MANILA - A Chinese scholar raised eyebrows after being quoted in a Chinese news report as saying that the Philippines’ natural resources can serve as collateral for Chinese loans to Manila.

Zhuang Guotu, head of Xiamen University's Southeast Asian Studies Center, told state-run Global Times that “[Chinese] loans are usually accompanied by repayment agreements, which use certain natural resources as collateral."

Zhuang also said “China's infrastructure capability leads the world and as a result many countries and regions are willing to cooperate with China.”

The Philippines has turned to China for funding of a portion of President Rodrigo Duterte’s P8.4 trillion infrastructure push.

Critics, however, have warned of the so-called "Chinese debt trap,” citing the experience of Sri Lanka which was forced to lease its Hambantota port to a Chinese operator for 99 years in order to pay its debt to Beijing.

Filipino maritime expert Jay Batongbacal was among the first to raise the Global Times article, saying using natural resources as “collateral” is akin to a mortgage.

“Who knows which among the 7,641 islands are being ‘mortgaged’? Can you imagine what if the Cordilleras are foreclosed? Or the Visayan Sea? This boggles the mind. No wonder Sri Lanka got shafted,” Batongcbacal said on Facebook.

Former National Security Adviser Roilo Golez also said Zhuang’s comment was “disturbing and alarming.”

“Our natural resources as collateral! Our family jewels in hock as a condition for the Chinese loans! Is this correct? Is this the reason why joint exploration is being pushed hard? The government, Malacañang, DOF (Department of Finance) and NEDA (National Economic and Development Authority) must clarify this and say it isn't so!” Golez said in his blog.
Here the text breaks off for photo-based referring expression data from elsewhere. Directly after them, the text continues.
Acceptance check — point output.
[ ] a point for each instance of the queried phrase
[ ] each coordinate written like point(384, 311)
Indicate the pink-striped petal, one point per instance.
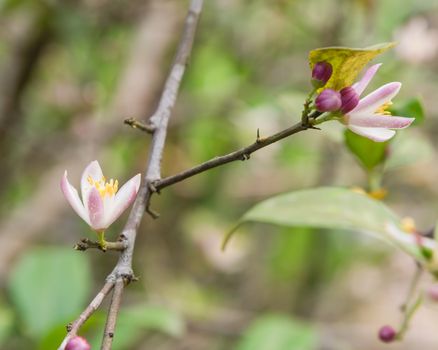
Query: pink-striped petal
point(96, 209)
point(362, 84)
point(375, 134)
point(123, 199)
point(377, 98)
point(72, 196)
point(94, 171)
point(379, 121)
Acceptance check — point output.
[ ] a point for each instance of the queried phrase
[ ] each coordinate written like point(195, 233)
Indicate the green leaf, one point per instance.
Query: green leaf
point(6, 322)
point(330, 208)
point(278, 332)
point(412, 108)
point(370, 154)
point(408, 149)
point(49, 286)
point(346, 62)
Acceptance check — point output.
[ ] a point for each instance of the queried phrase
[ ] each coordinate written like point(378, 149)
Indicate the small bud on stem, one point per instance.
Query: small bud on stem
point(387, 334)
point(77, 343)
point(321, 73)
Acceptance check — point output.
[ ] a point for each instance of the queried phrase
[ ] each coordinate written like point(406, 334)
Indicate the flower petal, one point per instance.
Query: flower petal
point(72, 196)
point(375, 134)
point(93, 169)
point(96, 210)
point(123, 199)
point(377, 98)
point(361, 85)
point(379, 121)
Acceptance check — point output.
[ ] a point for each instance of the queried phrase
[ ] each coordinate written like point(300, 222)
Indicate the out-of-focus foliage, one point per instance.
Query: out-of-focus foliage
point(278, 332)
point(40, 308)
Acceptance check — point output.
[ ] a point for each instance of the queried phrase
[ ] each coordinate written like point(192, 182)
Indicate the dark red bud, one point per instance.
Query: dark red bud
point(77, 343)
point(387, 334)
point(321, 73)
point(328, 100)
point(349, 98)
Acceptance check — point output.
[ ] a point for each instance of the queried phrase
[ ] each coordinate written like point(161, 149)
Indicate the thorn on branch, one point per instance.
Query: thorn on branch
point(245, 156)
point(146, 127)
point(152, 187)
point(150, 211)
point(86, 243)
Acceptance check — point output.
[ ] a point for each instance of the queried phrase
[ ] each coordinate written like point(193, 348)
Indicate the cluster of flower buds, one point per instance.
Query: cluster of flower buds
point(321, 73)
point(77, 343)
point(330, 100)
point(368, 116)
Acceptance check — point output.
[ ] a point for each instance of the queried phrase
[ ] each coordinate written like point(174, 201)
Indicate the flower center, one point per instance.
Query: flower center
point(383, 109)
point(105, 188)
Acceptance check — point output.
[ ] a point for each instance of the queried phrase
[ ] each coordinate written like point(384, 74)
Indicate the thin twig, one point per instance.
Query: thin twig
point(73, 328)
point(241, 154)
point(86, 243)
point(160, 120)
point(122, 272)
point(113, 311)
point(132, 122)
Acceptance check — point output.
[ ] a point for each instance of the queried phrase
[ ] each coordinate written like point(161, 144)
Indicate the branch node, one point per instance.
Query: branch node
point(151, 212)
point(245, 156)
point(146, 127)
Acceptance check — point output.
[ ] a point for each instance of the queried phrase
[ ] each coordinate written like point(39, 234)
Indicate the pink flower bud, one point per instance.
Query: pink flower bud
point(77, 343)
point(432, 292)
point(321, 73)
point(328, 100)
point(349, 98)
point(387, 334)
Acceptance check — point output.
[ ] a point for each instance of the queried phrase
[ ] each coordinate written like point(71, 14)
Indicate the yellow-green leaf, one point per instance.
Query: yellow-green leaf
point(347, 62)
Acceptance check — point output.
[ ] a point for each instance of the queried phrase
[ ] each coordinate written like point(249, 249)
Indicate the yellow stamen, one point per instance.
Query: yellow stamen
point(383, 109)
point(105, 188)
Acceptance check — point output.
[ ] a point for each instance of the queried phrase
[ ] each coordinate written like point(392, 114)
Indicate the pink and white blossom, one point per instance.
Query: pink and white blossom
point(369, 117)
point(101, 202)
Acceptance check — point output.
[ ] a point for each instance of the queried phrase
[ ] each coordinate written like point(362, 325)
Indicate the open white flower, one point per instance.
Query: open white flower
point(101, 202)
point(369, 117)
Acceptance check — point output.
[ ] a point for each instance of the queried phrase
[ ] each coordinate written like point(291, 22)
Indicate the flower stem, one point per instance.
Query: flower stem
point(101, 239)
point(409, 313)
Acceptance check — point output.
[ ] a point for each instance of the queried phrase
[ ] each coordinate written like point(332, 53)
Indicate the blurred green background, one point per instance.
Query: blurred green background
point(71, 71)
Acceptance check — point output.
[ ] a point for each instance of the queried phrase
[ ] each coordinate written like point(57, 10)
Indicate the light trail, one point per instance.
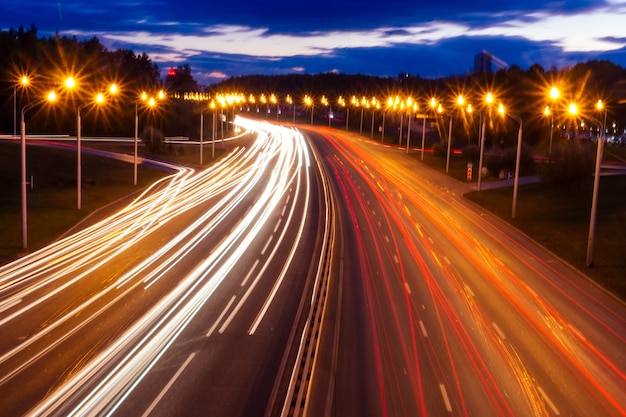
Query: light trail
point(475, 356)
point(273, 174)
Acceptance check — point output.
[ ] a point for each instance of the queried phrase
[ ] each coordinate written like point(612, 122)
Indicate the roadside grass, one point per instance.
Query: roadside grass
point(52, 202)
point(557, 216)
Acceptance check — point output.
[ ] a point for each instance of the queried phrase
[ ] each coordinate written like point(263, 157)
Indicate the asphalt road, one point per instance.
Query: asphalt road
point(196, 299)
point(438, 308)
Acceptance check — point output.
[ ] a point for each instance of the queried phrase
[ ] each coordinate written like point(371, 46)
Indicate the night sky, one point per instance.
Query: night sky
point(225, 38)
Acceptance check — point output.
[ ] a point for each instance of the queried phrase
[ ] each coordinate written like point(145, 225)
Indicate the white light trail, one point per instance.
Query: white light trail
point(263, 176)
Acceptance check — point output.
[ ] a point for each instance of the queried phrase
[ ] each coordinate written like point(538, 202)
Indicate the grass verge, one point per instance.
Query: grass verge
point(557, 216)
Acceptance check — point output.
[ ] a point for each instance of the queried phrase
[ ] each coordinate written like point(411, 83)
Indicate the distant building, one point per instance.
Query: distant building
point(485, 61)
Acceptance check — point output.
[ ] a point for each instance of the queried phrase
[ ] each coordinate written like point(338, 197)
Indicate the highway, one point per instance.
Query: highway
point(310, 272)
point(437, 308)
point(187, 301)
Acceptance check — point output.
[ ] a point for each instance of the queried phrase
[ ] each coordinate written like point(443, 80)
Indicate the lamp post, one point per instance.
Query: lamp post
point(596, 186)
point(99, 99)
point(364, 103)
point(554, 95)
point(50, 98)
point(460, 101)
point(289, 100)
point(433, 106)
point(151, 103)
point(309, 102)
point(213, 131)
point(24, 82)
point(375, 106)
point(489, 101)
point(517, 158)
point(411, 106)
point(342, 102)
point(389, 106)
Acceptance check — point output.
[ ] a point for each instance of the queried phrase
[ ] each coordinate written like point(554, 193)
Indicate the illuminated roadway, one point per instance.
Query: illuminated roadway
point(438, 308)
point(200, 299)
point(186, 302)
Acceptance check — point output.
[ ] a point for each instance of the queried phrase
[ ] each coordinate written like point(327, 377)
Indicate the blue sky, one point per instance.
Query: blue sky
point(225, 38)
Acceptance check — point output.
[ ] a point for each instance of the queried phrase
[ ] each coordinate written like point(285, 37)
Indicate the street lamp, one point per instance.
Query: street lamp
point(309, 102)
point(363, 103)
point(460, 101)
point(433, 106)
point(342, 102)
point(517, 158)
point(554, 95)
point(99, 99)
point(49, 98)
point(290, 101)
point(488, 101)
point(23, 83)
point(596, 186)
point(412, 107)
point(149, 102)
point(212, 106)
point(375, 106)
point(389, 106)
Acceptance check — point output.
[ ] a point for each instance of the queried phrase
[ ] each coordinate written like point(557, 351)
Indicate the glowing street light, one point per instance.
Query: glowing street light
point(596, 186)
point(309, 102)
point(460, 102)
point(98, 99)
point(289, 100)
point(51, 97)
point(517, 158)
point(23, 83)
point(412, 108)
point(488, 101)
point(433, 107)
point(555, 94)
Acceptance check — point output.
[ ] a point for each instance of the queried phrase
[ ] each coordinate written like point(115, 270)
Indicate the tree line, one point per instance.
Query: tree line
point(523, 92)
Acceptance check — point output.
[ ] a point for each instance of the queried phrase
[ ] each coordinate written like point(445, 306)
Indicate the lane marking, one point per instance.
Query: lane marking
point(168, 386)
point(243, 283)
point(424, 332)
point(548, 401)
point(232, 300)
point(446, 400)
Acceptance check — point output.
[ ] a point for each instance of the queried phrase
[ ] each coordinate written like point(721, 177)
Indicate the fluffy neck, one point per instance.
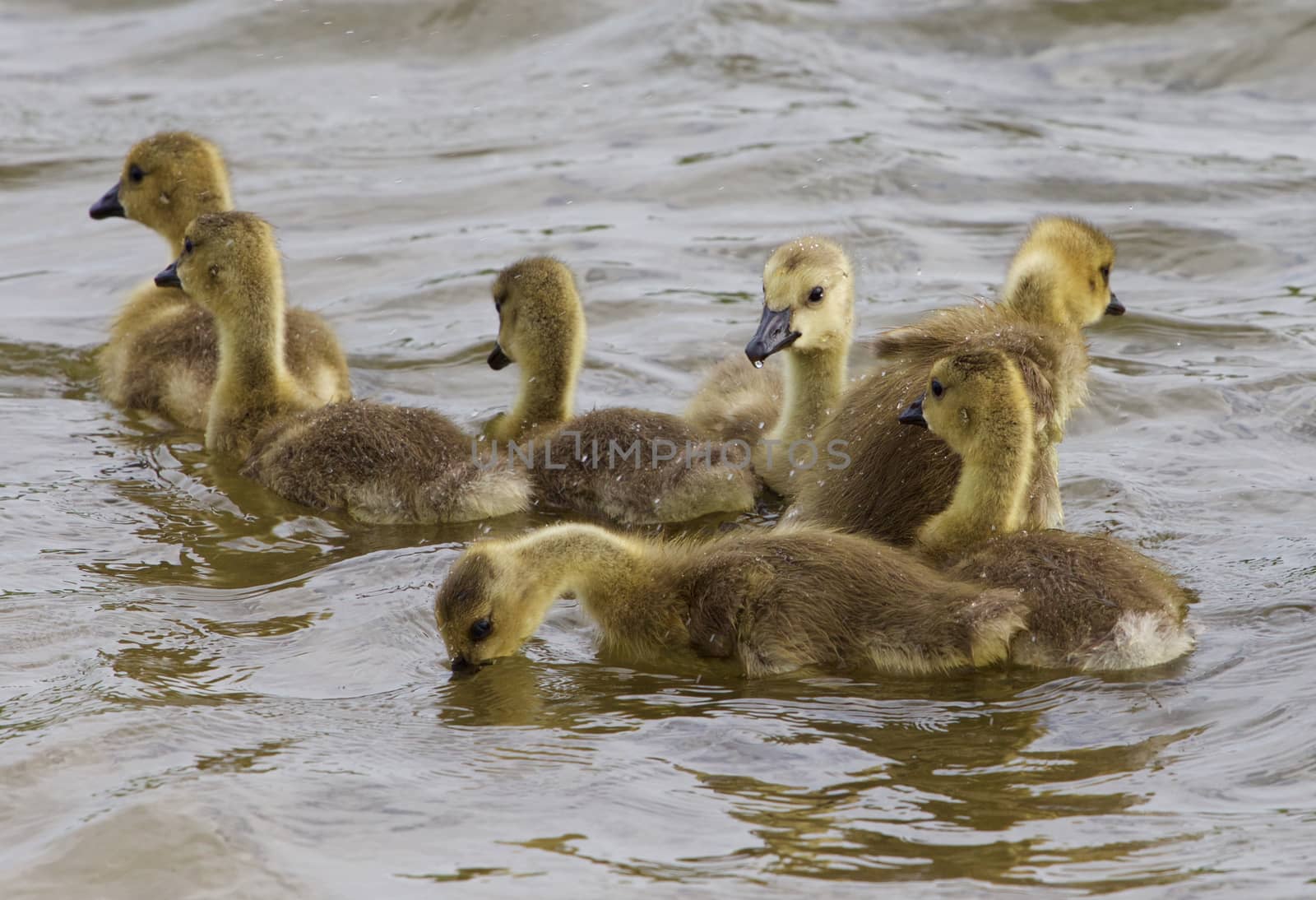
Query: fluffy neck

The Global Times is published by the ruling Chinese Communist Party’s mouthpiece, People’s Daily. The widely read tabloid has published nationalistic commentaries deemed by some as a reflection of the sentiments of Beijing officials.


Sought for comment on the Global Times article, Presidential Spokesperson Harry Roque said on Tuesday that the Philippine government will only “rely on basic docs (documents) and there is not any.”

In a news conference on Wednesday, Roque also dismissed the Global Times piece as mere “tsismis” (gossip).

“Hindi ko po gagamitin ang isang Chinese newspaper bilang primary source to establish a fact. Hahanapin ko po ang primary document, nasaan iyong kasunduan na iyan,” he said.

(I will not use as a Chinese newspaper as a primary source to establish a fact. I will look for the primary document, where is that agreement.)

“Kung may ganiyang kasunduan, kukomento po ako. Eh dahil wala namang ganiyang kasunduan, tsismis po iyan.”

(If there is an agreement, I will comment. And since there is no formal document on the matter, I will say that is just gossip.)

The Philippine government under Duterte has been pushing for joint exploration with China in the South China Sea, much to the dismay of critics who warn that this could dilute the Philippines claims to the resource-rich waters.

Batongbacal, director of the University of the Philippines Institute for Maritime Affairs and Law of the Sea, also noted that the success rate of joint developments involving China usually “leaves very much to be desired.”

“On the whole, therefore, China’s track record for joint development with various partners have been consistently unsuccessful in either resulting in the discovery and development of reserves, or definitely improving their relations with their joint development partners,” Batongbacal said in a Facebook post.

“This is partly due to the ambiguity of the joint development agreements (JDAs) China has been willing to sign; issues over implementation and intention arise and interfere because inconsistencies between text and conduct create mistrust and lead to non-pursuit of the commitments. All areas subject of these JDAs are just as hotly contested and tension-prone as they were before the JDAs were signed.”